The last described Noble Prize winner was Ralph N. Steinman (Figure 11). He was born into an Ashkenazi Jewish family on 14 January 1943, in Montreal, Canada. Steinman received a Bachelor of Science degree from McGill University and received his M.D. (magna cum laude) in 1968 from Harvard Medical School. He completed his internship and residency at Massachusetts General Hospital. After completing his medical training, he was drawn to biomedical research. He joined The Rockefeller University in 1970 as a postdoctoral fellow in the Laboratory of Cellular Physiology and Immunology. He spent his entire career at Rockefeller, where he was appointed assistant professor in 1972, associate professor in 1976, and professor in 1988. He was named Henry G. Kunkel Professor in 1995 and director of the Christopher Browne Center for Immunology and Immune Diseases in 1998. In 1973, Steinman and Cohn discovered dendritic cells, a previously unknown class of immune cells that constantly formed and retracted their processes. This discovery changed the field of immunology. For the next four decades, until his death in 2011, Steinman’s laboratory was at the forefront of dendritic cell research. He and his colleagues established that dendritic cells are critical sentinels of the immune system that control both its innate and adaptive responses – from silencing to actively resisting its challenges. He also showed that dendritic cells are the 2 main initiators of T cell-mediated immune responses. In 2010, he initiated at The Rockefeller University Hospital a phase I clinical trial with the first dendritic cell-targeted vaccine against HIV. Diagnosed with pancreatic adenocarcinoma in March 2007, Steinman believed that dendritic cells had the potential to fight his aggressive tumor.
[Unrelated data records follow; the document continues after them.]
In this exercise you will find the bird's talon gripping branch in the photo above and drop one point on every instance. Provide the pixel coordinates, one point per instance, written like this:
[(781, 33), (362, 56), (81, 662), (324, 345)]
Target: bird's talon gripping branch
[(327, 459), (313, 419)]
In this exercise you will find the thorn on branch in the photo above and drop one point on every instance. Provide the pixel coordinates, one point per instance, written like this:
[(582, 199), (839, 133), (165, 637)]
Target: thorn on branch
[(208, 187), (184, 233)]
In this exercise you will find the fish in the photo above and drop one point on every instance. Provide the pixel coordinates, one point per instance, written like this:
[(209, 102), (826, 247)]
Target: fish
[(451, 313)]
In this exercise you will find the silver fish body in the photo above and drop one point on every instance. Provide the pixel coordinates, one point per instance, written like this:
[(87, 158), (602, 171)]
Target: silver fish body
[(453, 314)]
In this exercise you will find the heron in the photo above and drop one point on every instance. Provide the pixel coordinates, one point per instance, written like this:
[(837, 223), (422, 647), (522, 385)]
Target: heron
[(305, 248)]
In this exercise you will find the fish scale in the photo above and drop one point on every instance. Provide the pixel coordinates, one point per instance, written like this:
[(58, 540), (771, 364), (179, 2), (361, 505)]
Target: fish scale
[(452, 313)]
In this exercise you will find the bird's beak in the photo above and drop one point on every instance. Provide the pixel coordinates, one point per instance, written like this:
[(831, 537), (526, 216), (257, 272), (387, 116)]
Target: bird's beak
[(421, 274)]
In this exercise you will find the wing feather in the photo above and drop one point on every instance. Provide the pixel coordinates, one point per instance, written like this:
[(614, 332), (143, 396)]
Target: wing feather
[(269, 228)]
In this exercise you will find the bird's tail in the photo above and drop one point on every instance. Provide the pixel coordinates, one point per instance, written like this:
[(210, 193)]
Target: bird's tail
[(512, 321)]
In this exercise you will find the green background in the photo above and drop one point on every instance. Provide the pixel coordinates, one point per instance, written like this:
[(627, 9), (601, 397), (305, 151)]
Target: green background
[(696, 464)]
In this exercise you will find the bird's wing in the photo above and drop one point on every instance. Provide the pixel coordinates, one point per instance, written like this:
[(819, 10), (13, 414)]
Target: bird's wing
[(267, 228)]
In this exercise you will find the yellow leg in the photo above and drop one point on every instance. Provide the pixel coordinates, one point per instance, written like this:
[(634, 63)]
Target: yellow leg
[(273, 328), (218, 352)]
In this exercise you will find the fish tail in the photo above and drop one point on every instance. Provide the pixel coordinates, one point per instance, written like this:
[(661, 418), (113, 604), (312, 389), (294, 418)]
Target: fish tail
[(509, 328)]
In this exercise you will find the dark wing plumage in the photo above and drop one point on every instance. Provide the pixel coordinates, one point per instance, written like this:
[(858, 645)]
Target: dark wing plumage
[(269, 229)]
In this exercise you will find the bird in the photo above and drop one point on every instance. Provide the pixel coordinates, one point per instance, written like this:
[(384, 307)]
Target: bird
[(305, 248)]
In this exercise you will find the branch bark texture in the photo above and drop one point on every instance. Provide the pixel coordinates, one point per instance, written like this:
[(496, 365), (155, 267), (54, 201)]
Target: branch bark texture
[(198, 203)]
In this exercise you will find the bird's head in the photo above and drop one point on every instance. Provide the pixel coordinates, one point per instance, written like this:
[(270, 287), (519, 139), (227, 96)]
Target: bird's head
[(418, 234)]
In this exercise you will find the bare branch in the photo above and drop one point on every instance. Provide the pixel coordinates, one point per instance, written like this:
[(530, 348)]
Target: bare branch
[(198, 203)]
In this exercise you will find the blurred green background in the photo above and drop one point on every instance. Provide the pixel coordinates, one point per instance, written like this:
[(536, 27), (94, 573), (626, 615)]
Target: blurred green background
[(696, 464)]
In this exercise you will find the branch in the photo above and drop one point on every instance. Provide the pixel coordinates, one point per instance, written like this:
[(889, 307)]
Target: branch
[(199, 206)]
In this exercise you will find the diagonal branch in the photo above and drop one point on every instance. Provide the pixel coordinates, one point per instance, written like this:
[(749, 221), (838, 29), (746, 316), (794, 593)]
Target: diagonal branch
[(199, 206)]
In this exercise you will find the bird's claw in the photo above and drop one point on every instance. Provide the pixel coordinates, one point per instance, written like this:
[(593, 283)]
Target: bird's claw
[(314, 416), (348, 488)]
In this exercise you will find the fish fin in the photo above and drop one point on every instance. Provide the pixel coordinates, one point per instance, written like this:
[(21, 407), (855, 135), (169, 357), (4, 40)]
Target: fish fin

Ralph N. Steinman died on 30 September 2011, three days before his Nobel Prize was announced. Unaware of his death at the time of its announcement, the Nobel Committee made an unprecedented decision that his award would stand (38-40).

Across the XX century many scientist focused on the field of transplantation. Achievement of few of them was awarded with the Nobel Prize. I hope that the XXI century will be more fruitful for transplantation and the Nobel Prize Winners involved in this part of science.